We present an integrated system that generates complete musical compositions from textual inputs. Our approach leverages three distinct pretrained models: a text-to-text generation model to produce song lyrics, a text-to-speech (TTS) model to vocalize the lyrics, and a text-to-audio music generator to synthesize complementary background music. Finally, the system overlays the synthesized voice with the background music to produce a final song. Experimental demonstrations indicate that this modular pipeline can generate coherent vocal renditions accompanied by music that supports the song’s mood and style. This work highlights a flexible framework that may be extended to a range of creative and interactive music applications.
Introduction
Overview:
Recent advances in natural language processing and audio synthesis enable automated creation of complete songs by integrating lyrics, vocal synthesis, and instrumental music generation. This work presents a modular pipeline that, given a textual prompt (song topic or style), automatically generates lyrics, synthesizes vocals, produces background music, and mixes these components into a finished musical piece.
Key Components:
Lyric Generation: Uses a pretrained text-to-text model (e.g., LaMini-Flan-T5) to create creative and coherent song lyrics from a text prompt.
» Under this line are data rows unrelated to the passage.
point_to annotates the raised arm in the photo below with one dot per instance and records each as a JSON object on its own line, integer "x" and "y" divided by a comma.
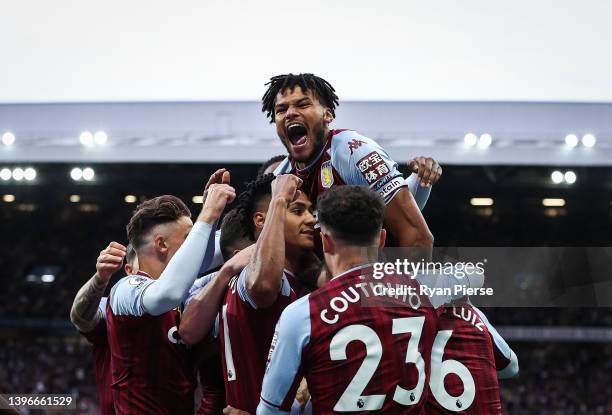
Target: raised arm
{"x": 264, "y": 274}
{"x": 406, "y": 223}
{"x": 84, "y": 313}
{"x": 427, "y": 172}
{"x": 202, "y": 310}
{"x": 170, "y": 289}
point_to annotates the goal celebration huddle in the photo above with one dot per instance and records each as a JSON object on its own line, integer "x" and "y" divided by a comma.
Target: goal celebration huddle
{"x": 263, "y": 304}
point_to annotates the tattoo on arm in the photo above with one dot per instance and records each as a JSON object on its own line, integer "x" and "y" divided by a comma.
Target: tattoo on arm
{"x": 84, "y": 313}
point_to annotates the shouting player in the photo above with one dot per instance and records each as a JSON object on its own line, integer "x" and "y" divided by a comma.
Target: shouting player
{"x": 153, "y": 371}
{"x": 303, "y": 107}
{"x": 357, "y": 357}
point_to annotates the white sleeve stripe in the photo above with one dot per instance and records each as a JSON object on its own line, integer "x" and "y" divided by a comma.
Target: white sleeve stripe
{"x": 498, "y": 340}
{"x": 292, "y": 336}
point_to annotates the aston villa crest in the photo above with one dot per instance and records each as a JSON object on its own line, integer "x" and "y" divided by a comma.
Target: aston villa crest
{"x": 327, "y": 175}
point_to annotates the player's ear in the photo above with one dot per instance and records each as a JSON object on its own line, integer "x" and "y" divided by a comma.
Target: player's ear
{"x": 382, "y": 238}
{"x": 327, "y": 243}
{"x": 327, "y": 116}
{"x": 160, "y": 244}
{"x": 259, "y": 218}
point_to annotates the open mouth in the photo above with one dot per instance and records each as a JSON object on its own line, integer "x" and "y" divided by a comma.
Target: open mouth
{"x": 308, "y": 232}
{"x": 297, "y": 134}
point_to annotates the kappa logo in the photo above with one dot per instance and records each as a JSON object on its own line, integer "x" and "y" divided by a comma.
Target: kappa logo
{"x": 327, "y": 174}
{"x": 136, "y": 280}
{"x": 355, "y": 144}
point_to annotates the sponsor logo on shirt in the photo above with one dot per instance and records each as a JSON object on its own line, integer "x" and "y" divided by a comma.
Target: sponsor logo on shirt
{"x": 389, "y": 189}
{"x": 137, "y": 281}
{"x": 373, "y": 167}
{"x": 327, "y": 174}
{"x": 272, "y": 347}
{"x": 355, "y": 144}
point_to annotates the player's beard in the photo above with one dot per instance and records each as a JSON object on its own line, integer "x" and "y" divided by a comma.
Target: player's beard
{"x": 317, "y": 135}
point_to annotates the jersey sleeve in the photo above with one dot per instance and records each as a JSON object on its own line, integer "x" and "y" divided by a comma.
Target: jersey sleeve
{"x": 102, "y": 307}
{"x": 361, "y": 161}
{"x": 243, "y": 293}
{"x": 283, "y": 168}
{"x": 126, "y": 296}
{"x": 506, "y": 361}
{"x": 284, "y": 373}
{"x": 197, "y": 287}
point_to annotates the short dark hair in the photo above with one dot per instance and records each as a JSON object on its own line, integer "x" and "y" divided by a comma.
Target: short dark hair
{"x": 130, "y": 255}
{"x": 353, "y": 214}
{"x": 247, "y": 201}
{"x": 269, "y": 162}
{"x": 233, "y": 234}
{"x": 161, "y": 209}
{"x": 307, "y": 82}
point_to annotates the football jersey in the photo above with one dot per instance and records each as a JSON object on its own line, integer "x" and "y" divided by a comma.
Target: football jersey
{"x": 348, "y": 158}
{"x": 463, "y": 371}
{"x": 98, "y": 339}
{"x": 209, "y": 369}
{"x": 152, "y": 370}
{"x": 361, "y": 352}
{"x": 246, "y": 332}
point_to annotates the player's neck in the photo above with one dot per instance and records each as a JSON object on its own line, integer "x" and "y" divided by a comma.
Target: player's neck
{"x": 316, "y": 153}
{"x": 151, "y": 266}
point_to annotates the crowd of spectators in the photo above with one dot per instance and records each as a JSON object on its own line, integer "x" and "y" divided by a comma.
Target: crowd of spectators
{"x": 555, "y": 378}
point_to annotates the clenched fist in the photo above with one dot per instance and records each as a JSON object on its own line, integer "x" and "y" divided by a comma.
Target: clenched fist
{"x": 110, "y": 260}
{"x": 427, "y": 169}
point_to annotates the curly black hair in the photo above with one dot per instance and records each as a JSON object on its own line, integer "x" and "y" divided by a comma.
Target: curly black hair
{"x": 353, "y": 214}
{"x": 307, "y": 82}
{"x": 247, "y": 201}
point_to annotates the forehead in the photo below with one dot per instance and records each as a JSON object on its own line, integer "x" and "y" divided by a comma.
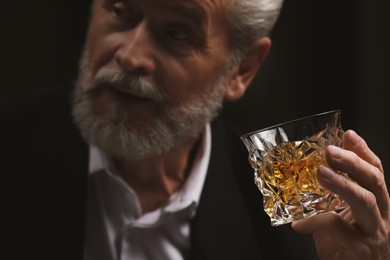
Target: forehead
{"x": 197, "y": 10}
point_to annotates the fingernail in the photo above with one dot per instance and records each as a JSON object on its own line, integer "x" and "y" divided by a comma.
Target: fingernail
{"x": 325, "y": 172}
{"x": 353, "y": 136}
{"x": 335, "y": 152}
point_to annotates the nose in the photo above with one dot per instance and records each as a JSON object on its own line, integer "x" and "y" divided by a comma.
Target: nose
{"x": 136, "y": 51}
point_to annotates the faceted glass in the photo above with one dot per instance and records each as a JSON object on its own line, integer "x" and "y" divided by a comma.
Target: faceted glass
{"x": 285, "y": 158}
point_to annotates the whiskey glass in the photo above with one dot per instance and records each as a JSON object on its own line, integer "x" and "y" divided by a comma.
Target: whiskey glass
{"x": 285, "y": 158}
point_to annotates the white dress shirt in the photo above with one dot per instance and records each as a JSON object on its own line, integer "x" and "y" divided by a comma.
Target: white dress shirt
{"x": 116, "y": 229}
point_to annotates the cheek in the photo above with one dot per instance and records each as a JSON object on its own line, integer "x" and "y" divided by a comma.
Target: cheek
{"x": 183, "y": 80}
{"x": 101, "y": 47}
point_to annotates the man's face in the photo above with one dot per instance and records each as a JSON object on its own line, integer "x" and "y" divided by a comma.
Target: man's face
{"x": 152, "y": 73}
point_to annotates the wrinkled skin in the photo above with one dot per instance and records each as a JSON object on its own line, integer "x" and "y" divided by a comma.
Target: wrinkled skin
{"x": 362, "y": 231}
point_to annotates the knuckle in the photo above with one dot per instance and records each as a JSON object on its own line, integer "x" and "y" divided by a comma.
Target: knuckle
{"x": 368, "y": 200}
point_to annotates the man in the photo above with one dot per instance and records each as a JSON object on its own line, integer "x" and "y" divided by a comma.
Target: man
{"x": 158, "y": 177}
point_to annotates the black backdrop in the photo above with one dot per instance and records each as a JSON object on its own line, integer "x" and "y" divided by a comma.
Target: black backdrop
{"x": 325, "y": 55}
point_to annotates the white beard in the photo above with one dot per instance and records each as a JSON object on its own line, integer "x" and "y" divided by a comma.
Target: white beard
{"x": 174, "y": 125}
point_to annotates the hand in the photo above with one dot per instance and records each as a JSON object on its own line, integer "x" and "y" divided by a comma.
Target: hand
{"x": 362, "y": 231}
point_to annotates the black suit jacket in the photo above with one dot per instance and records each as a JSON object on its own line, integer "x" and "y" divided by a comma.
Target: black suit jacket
{"x": 44, "y": 175}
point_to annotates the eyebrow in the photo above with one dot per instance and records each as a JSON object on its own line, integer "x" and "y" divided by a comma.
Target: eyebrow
{"x": 196, "y": 15}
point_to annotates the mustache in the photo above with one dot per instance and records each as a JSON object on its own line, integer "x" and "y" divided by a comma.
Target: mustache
{"x": 135, "y": 84}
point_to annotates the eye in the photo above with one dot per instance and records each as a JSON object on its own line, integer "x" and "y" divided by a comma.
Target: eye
{"x": 123, "y": 10}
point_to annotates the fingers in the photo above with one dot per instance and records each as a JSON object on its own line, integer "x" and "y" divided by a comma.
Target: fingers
{"x": 353, "y": 142}
{"x": 362, "y": 202}
{"x": 363, "y": 166}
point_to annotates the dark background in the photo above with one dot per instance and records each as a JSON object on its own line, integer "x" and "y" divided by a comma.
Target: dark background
{"x": 325, "y": 55}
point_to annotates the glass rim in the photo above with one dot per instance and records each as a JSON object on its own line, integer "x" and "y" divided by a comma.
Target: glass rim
{"x": 244, "y": 136}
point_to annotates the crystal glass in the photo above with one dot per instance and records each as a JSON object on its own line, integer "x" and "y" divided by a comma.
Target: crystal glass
{"x": 285, "y": 158}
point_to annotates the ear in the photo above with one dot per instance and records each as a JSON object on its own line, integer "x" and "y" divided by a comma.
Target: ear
{"x": 246, "y": 70}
Voice Synthesis: Converts generated lyrics into natural-sounding vocal audio using a state-of-the-art text-to-speech (TTS) model (Bark), preserving emotional and prosodic cues.
Background Music Generation: Produces an instrumental track with a text-conditioned music generation model (MusicGen) that complements the song’s mood and style.
Audio Mixing: Combines vocals and background music using audio processing tools, balancing volumes to ensure clarity and coherence of the final MP3 output.
Implementation:
Developed in Python using Hugging Face Transformers, Bark, MusicGen, pydub, SciPy, and Gradio for an interactive web UI.
Modular design allows independent updates of each component.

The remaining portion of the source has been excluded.